Когда я перешел со сборного пункта в летное училище, я перешел от видимости к реальности. После двух дней здесь я мог сказать, что нашел свой дом. На сборном пункте мы занимались солдатчиной так долго и так сурово, что она стала второй натурой: бесплодность быстро входит в привычку, когда ее поддерживают. Теперь, в летном училище, мне пришлось научиться быть летчиком и разучиться этому корпоративному усилию, которое было единственным духом плаца.
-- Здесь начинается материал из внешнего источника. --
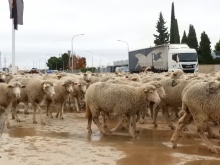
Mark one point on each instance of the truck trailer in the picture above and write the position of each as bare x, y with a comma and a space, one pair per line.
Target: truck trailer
163, 58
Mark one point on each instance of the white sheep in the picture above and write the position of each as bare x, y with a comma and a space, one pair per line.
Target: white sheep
117, 100
62, 90
9, 94
36, 90
200, 103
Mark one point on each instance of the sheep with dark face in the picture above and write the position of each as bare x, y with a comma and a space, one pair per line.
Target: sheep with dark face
36, 91
63, 88
117, 100
201, 104
9, 94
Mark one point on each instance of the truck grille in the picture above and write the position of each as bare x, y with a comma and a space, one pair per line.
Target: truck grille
188, 66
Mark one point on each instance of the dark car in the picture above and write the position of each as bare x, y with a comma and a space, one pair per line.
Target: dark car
34, 70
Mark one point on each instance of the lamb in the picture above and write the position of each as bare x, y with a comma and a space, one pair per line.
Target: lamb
9, 94
117, 100
36, 90
200, 103
62, 90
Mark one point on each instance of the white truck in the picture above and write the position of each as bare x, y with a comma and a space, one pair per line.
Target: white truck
167, 57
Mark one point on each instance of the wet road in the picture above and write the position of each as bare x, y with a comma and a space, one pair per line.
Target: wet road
67, 142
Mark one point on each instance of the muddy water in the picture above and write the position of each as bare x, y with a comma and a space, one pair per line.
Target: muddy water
67, 142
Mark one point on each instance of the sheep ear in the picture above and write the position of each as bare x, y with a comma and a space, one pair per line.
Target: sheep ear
9, 86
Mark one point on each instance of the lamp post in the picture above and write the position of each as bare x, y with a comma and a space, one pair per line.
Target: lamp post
92, 59
72, 47
128, 50
39, 61
63, 62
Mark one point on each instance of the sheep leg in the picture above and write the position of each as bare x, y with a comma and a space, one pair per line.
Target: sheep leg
131, 126
89, 115
8, 124
155, 112
49, 113
41, 117
151, 104
26, 108
95, 118
120, 122
183, 121
61, 111
76, 104
166, 115
14, 113
34, 114
211, 133
205, 139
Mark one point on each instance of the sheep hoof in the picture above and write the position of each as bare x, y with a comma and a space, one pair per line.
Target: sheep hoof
185, 129
172, 127
141, 122
174, 145
8, 126
213, 150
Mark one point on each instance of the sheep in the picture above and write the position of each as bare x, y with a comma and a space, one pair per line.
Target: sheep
9, 94
79, 90
36, 90
200, 103
62, 90
117, 100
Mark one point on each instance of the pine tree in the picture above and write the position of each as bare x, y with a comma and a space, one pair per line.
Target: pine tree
217, 48
184, 38
163, 36
191, 39
172, 25
176, 33
204, 50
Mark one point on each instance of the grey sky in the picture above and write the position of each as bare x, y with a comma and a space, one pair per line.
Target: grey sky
49, 26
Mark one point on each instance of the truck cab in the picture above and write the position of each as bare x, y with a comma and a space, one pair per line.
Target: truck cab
182, 57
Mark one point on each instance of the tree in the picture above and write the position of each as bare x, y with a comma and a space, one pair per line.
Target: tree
192, 39
174, 29
176, 33
217, 48
184, 38
163, 36
172, 25
204, 50
78, 62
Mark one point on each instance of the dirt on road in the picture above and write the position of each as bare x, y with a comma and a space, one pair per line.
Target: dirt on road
66, 142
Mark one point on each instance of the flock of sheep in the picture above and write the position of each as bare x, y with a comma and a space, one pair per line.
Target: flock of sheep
127, 97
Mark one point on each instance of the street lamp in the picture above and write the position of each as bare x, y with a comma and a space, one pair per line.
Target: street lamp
128, 50
39, 61
56, 64
63, 62
92, 59
72, 47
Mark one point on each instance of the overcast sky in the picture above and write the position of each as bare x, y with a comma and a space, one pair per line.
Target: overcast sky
49, 26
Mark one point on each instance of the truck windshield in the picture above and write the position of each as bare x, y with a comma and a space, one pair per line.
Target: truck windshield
187, 57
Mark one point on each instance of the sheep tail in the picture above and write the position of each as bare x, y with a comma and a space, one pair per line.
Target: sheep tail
88, 112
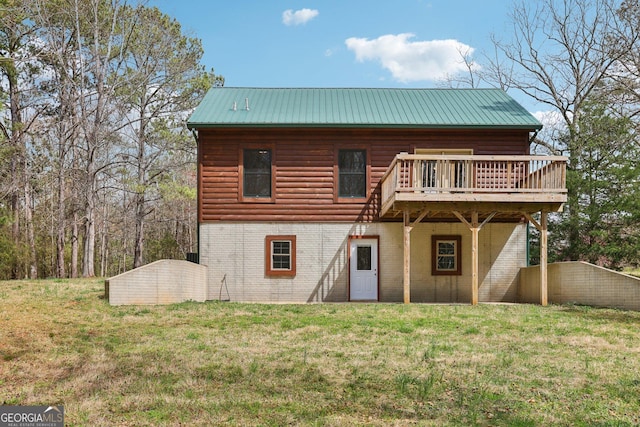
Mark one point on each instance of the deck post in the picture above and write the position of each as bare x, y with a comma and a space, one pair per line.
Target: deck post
543, 259
542, 228
475, 229
406, 228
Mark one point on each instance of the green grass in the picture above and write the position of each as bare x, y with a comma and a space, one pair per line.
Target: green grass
317, 365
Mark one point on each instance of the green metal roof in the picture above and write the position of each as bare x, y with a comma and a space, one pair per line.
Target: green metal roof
348, 107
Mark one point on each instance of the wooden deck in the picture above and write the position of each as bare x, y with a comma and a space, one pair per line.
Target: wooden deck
484, 184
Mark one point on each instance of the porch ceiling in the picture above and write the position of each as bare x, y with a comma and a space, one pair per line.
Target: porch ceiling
512, 210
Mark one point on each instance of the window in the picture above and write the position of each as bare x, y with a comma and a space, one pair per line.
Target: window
257, 180
446, 257
352, 174
281, 256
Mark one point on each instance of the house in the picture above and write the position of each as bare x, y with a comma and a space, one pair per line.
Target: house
336, 194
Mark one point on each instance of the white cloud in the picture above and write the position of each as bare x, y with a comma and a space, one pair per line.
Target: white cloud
410, 61
299, 17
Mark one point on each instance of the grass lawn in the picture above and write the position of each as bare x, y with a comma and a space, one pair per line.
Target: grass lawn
321, 365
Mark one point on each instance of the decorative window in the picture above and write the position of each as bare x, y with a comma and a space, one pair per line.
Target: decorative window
281, 256
257, 174
446, 257
352, 174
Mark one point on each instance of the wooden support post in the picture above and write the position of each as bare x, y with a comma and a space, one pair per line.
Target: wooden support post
543, 259
407, 256
542, 228
475, 229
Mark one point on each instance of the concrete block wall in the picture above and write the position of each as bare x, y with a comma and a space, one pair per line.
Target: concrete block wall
235, 256
581, 283
161, 282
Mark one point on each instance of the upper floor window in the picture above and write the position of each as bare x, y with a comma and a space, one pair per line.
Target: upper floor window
352, 173
257, 180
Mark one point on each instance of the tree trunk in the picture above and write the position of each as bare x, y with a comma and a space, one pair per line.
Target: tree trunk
138, 259
28, 219
75, 246
88, 259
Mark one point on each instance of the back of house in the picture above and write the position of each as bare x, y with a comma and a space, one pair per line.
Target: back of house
327, 194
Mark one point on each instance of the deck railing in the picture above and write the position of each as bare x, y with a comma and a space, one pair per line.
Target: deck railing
447, 174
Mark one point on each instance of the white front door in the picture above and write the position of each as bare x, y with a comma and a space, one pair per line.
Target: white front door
363, 274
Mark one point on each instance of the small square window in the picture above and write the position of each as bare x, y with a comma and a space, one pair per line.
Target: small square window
280, 257
446, 257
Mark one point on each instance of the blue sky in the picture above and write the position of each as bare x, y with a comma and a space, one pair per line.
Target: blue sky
339, 43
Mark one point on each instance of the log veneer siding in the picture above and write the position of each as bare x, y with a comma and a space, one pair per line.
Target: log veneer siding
304, 173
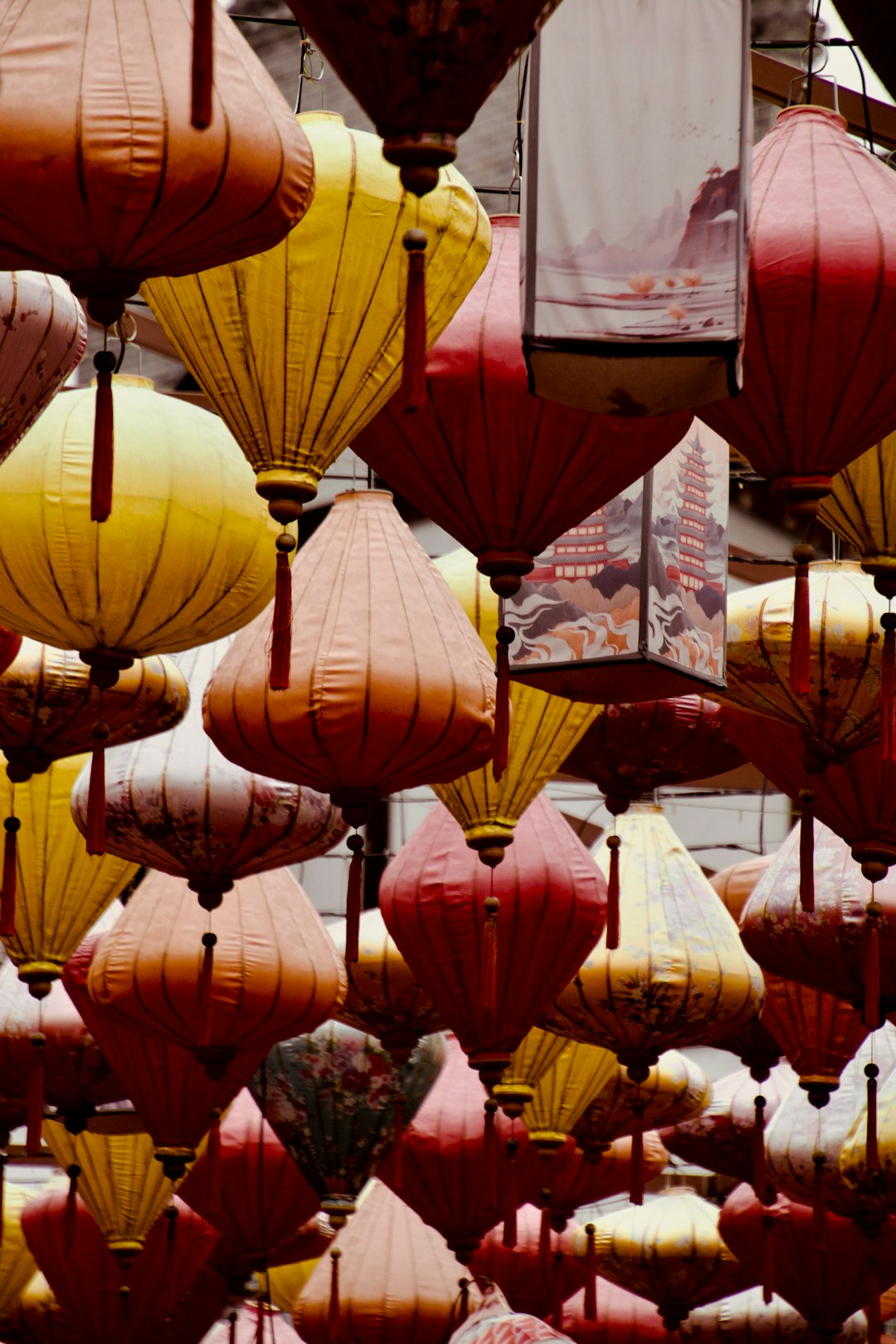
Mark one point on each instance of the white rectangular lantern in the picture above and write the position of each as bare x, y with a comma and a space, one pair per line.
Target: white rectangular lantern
635, 202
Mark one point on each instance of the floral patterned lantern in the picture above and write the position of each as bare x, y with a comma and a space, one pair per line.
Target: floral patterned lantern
462, 926
332, 1099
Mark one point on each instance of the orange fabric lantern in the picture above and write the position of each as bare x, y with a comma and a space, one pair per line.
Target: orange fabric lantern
268, 971
390, 686
472, 934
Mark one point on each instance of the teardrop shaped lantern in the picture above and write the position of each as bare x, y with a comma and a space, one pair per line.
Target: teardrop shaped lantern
266, 969
249, 1188
680, 973
175, 802
173, 1093
388, 684
472, 934
818, 374
633, 749
61, 891
386, 1265
332, 1099
383, 996
670, 1252
543, 728
45, 334
119, 1179
296, 392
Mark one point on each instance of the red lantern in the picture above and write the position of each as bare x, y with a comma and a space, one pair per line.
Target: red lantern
173, 1096
825, 1278
492, 979
250, 1190
820, 353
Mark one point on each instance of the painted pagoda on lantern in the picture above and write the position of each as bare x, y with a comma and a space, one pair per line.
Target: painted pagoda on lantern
631, 602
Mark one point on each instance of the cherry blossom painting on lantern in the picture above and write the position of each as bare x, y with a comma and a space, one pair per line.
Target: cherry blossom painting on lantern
644, 576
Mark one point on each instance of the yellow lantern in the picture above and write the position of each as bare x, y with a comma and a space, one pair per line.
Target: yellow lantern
543, 732
61, 891
119, 1179
680, 975
563, 1093
533, 1057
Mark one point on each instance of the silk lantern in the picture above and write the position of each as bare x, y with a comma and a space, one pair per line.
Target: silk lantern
45, 334
266, 971
175, 802
680, 973
543, 728
334, 1099
175, 1097
820, 283
387, 1269
383, 996
470, 933
334, 357
377, 704
141, 192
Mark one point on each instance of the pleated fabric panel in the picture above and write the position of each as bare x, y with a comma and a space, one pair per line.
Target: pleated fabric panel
543, 728
275, 969
398, 1281
183, 558
390, 686
841, 711
61, 890
175, 802
501, 470
106, 188
680, 973
433, 895
383, 996
820, 346
299, 347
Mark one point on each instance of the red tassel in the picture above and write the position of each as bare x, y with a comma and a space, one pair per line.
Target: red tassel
203, 63
613, 894
71, 1207
818, 1222
801, 643
102, 440
414, 370
872, 1161
332, 1315
511, 1196
97, 791
353, 898
871, 967
767, 1259
544, 1238
889, 689
635, 1194
35, 1097
759, 1174
489, 984
8, 894
204, 986
212, 1164
590, 1276
501, 741
806, 851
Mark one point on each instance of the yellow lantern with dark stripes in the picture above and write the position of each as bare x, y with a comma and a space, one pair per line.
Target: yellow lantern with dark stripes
543, 732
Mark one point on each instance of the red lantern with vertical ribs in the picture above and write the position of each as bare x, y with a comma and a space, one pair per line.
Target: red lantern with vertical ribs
820, 351
825, 1280
105, 1304
434, 894
251, 1191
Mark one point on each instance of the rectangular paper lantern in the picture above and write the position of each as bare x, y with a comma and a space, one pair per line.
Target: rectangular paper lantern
631, 605
635, 205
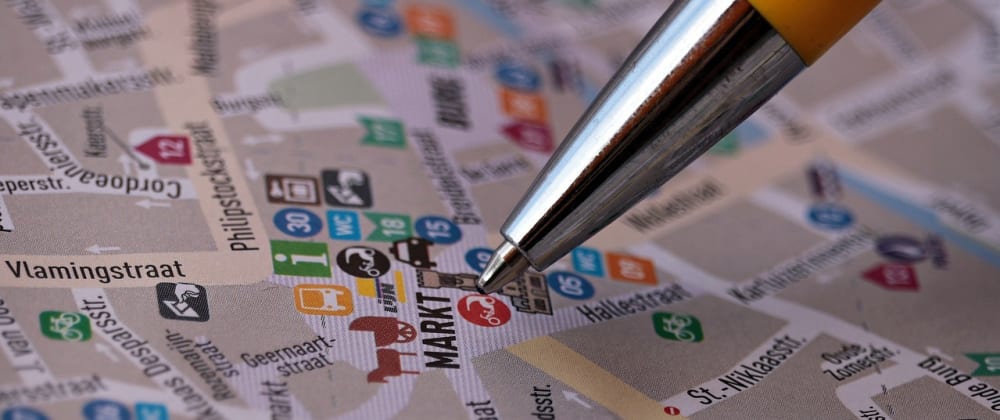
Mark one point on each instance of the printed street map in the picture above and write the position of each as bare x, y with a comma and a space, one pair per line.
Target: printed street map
277, 209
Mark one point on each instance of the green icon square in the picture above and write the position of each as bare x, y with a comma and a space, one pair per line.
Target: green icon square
384, 132
989, 363
677, 327
437, 52
65, 326
307, 259
389, 227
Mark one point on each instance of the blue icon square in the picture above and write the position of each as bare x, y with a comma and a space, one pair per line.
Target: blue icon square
343, 225
588, 261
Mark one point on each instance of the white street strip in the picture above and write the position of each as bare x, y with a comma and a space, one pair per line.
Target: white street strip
22, 355
750, 371
68, 173
175, 386
857, 395
788, 206
6, 222
796, 315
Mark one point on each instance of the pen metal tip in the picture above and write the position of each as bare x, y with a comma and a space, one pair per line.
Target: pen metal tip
504, 266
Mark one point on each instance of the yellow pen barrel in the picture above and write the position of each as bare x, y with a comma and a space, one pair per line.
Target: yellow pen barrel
812, 26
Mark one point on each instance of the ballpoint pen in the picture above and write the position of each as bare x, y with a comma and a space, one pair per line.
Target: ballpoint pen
705, 66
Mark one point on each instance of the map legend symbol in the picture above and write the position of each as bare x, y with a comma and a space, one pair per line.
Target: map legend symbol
182, 301
677, 327
894, 277
347, 188
290, 189
484, 311
988, 363
323, 299
167, 150
383, 132
292, 258
530, 136
65, 326
105, 410
631, 269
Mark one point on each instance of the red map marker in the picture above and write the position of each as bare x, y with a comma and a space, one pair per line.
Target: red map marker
530, 136
167, 150
894, 277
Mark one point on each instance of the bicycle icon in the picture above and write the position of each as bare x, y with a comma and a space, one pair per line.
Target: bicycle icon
67, 326
677, 327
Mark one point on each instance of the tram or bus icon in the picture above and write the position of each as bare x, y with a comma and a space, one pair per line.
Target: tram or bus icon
413, 251
323, 299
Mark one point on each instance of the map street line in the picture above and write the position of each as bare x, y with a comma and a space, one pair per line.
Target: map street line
189, 102
25, 360
561, 362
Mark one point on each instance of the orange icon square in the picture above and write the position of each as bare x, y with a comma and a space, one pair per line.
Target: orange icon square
631, 269
523, 106
430, 21
323, 299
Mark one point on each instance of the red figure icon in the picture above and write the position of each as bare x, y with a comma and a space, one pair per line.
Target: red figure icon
387, 330
388, 365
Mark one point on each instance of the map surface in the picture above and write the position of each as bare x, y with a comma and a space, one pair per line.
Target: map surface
277, 209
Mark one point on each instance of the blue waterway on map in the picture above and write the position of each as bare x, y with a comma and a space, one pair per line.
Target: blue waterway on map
920, 216
512, 30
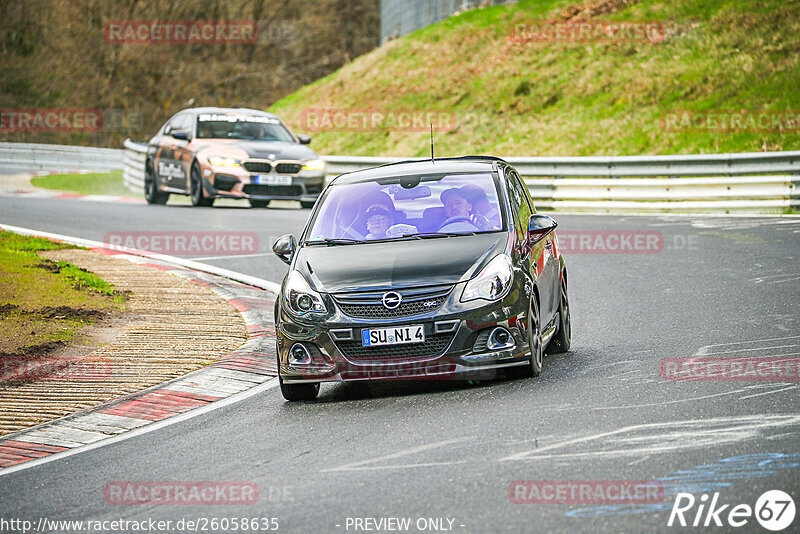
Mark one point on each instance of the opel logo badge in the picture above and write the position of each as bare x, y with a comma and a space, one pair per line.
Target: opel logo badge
391, 300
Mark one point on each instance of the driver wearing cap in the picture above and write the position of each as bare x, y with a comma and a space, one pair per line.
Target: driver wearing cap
381, 223
457, 209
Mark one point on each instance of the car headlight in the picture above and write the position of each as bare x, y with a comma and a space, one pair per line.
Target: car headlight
222, 161
299, 298
492, 283
314, 165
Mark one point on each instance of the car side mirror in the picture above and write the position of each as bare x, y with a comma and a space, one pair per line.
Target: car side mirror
284, 248
539, 226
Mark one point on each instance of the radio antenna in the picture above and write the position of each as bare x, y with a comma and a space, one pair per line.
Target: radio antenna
433, 160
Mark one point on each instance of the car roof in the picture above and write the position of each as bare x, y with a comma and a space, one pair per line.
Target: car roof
463, 164
222, 111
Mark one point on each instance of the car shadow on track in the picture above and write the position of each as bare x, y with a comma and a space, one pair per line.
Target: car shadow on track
557, 368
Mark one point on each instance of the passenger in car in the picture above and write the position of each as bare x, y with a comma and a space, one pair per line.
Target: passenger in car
484, 214
381, 223
457, 209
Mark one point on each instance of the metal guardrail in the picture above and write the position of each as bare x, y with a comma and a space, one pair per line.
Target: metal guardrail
133, 170
32, 157
759, 182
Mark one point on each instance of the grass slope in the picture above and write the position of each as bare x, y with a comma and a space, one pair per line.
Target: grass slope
570, 98
44, 304
99, 183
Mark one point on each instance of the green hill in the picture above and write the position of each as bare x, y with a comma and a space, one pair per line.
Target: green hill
561, 97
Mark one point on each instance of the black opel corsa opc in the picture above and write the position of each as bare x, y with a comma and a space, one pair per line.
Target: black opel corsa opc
420, 270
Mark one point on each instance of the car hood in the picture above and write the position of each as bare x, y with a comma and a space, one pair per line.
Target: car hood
397, 264
276, 150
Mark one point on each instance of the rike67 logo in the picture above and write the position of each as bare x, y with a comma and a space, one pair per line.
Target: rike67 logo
774, 510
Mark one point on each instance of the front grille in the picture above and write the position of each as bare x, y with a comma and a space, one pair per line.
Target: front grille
434, 346
224, 182
288, 168
274, 190
258, 166
416, 301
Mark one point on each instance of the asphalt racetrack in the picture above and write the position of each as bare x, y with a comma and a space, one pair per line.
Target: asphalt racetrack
449, 454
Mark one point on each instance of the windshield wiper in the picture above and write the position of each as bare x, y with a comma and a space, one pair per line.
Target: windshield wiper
331, 241
434, 235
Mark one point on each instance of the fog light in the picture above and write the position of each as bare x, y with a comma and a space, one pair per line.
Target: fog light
500, 339
299, 355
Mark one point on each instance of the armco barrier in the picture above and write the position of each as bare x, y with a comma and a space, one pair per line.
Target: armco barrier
30, 157
759, 182
133, 171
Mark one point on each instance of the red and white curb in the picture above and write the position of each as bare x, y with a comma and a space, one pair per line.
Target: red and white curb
240, 374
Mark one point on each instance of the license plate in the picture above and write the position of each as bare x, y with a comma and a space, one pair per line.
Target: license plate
398, 335
272, 179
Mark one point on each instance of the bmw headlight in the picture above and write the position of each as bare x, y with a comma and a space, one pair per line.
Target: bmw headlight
299, 298
492, 283
222, 161
314, 165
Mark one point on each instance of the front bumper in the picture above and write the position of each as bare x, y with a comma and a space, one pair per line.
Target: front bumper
304, 186
449, 351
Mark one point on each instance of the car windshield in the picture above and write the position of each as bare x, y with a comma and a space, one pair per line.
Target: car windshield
248, 127
407, 207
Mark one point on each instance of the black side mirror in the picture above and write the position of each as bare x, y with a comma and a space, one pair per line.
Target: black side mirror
285, 247
539, 226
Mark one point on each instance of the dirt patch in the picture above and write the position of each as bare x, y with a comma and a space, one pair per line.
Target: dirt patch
48, 266
68, 312
575, 13
35, 351
7, 308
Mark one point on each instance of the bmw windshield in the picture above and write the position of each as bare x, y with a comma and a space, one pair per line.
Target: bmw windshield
245, 127
407, 207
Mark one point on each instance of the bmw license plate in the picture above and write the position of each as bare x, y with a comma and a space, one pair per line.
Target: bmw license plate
272, 179
397, 335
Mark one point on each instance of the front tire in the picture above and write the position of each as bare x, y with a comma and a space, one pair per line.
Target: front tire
198, 196
299, 392
151, 193
536, 360
563, 338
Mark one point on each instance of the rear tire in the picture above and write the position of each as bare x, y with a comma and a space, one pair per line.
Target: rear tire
536, 360
299, 392
563, 338
197, 193
151, 193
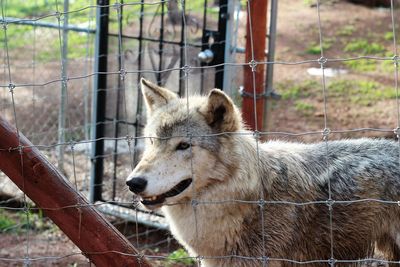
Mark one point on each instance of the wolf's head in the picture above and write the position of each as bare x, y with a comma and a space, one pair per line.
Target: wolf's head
184, 145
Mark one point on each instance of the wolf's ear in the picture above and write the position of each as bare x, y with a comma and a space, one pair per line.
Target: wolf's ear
154, 95
220, 112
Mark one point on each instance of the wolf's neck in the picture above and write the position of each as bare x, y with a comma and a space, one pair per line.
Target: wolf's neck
219, 217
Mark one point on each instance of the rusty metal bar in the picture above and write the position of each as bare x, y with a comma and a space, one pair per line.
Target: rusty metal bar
45, 185
256, 33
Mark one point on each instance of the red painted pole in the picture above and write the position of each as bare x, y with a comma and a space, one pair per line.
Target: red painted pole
257, 19
45, 185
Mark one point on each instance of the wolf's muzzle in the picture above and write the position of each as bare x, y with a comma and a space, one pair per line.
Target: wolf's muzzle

Трудно, когда тебе бросают работу и поясняют лишь то, что ты должен ее выполнить. Таффи Дженкинс давал нам в подробностях каждое движение, по номерам, ради того, чтобы команда исполнялась совместно. Здесь разумность каждого принимают как должное и нетерпимы к тем, кто просит научить их. Если мы не делаем что-то по-нашему — а значит, на совесть, быстро и достаточно хорошо — нас перебрасывают на что-нибудь другое. Эта беспощадность к человеческому материалу концентрирует нас: и высокие стандарты бодрят оставшихся. Наши машины летают, когда они хороши настолько, насколько в нашей власти этого добиться. Если этого недостаточно, нас перемещают на дежурство в столовой или в санитарную команду: и мы теряем профессиональное уважение среди товарищей. Это суровое наказание, которое оставляет далеко позади штрафные наряды бедного Стиффи. Нет столь безапелляционного суда, как суд равных; и отряд Б — республика, точнее, был бы ею, не считая добровольного повиновения Его Величеству Тиму.
9. Похороны
Странное это было утро, когда мы услышали, что королева Александра умерла. Туман, который собирается здесь обычно осенью по утрам, был таким плоским. Вдоль земли он лежал, как вуаль; но, когда мы поднимали глаза, то видели проблеск, намекавший на солнце, которое почти сияло над карнизами и верхушками мачт. Когда парад проходит в тумане, наши фигуры становятся плоскими. Нет толщины, нет теней, нет блеска отполированных пуговиц. Люди как будто вырезаны из серого картона, обведенного по контуру темной краской там, где вспышки преломленного света окружают их.
Так мы стояли на нашем плоском плацу в это утро, когда подняли знамя и сыграли ежедневный королевский салют: но после салюта нас держали по стойке «смирно» так долго, в мертвенной, дрожащей тишине, потому что воздух был очень ясным. Потом знамя поползло вниз с верхушки, пока гремели многочисленные барабаны оркестра. Они гремели и гремели, несколько минут, когда флаг двигался вниз. На середине мачты трубы медно грянули сигнал отбоя. Мы все глотали слюну, задыхались, а глаза наши невольно болели. Человек не выносит, когда его сводят с ума громкими звуками.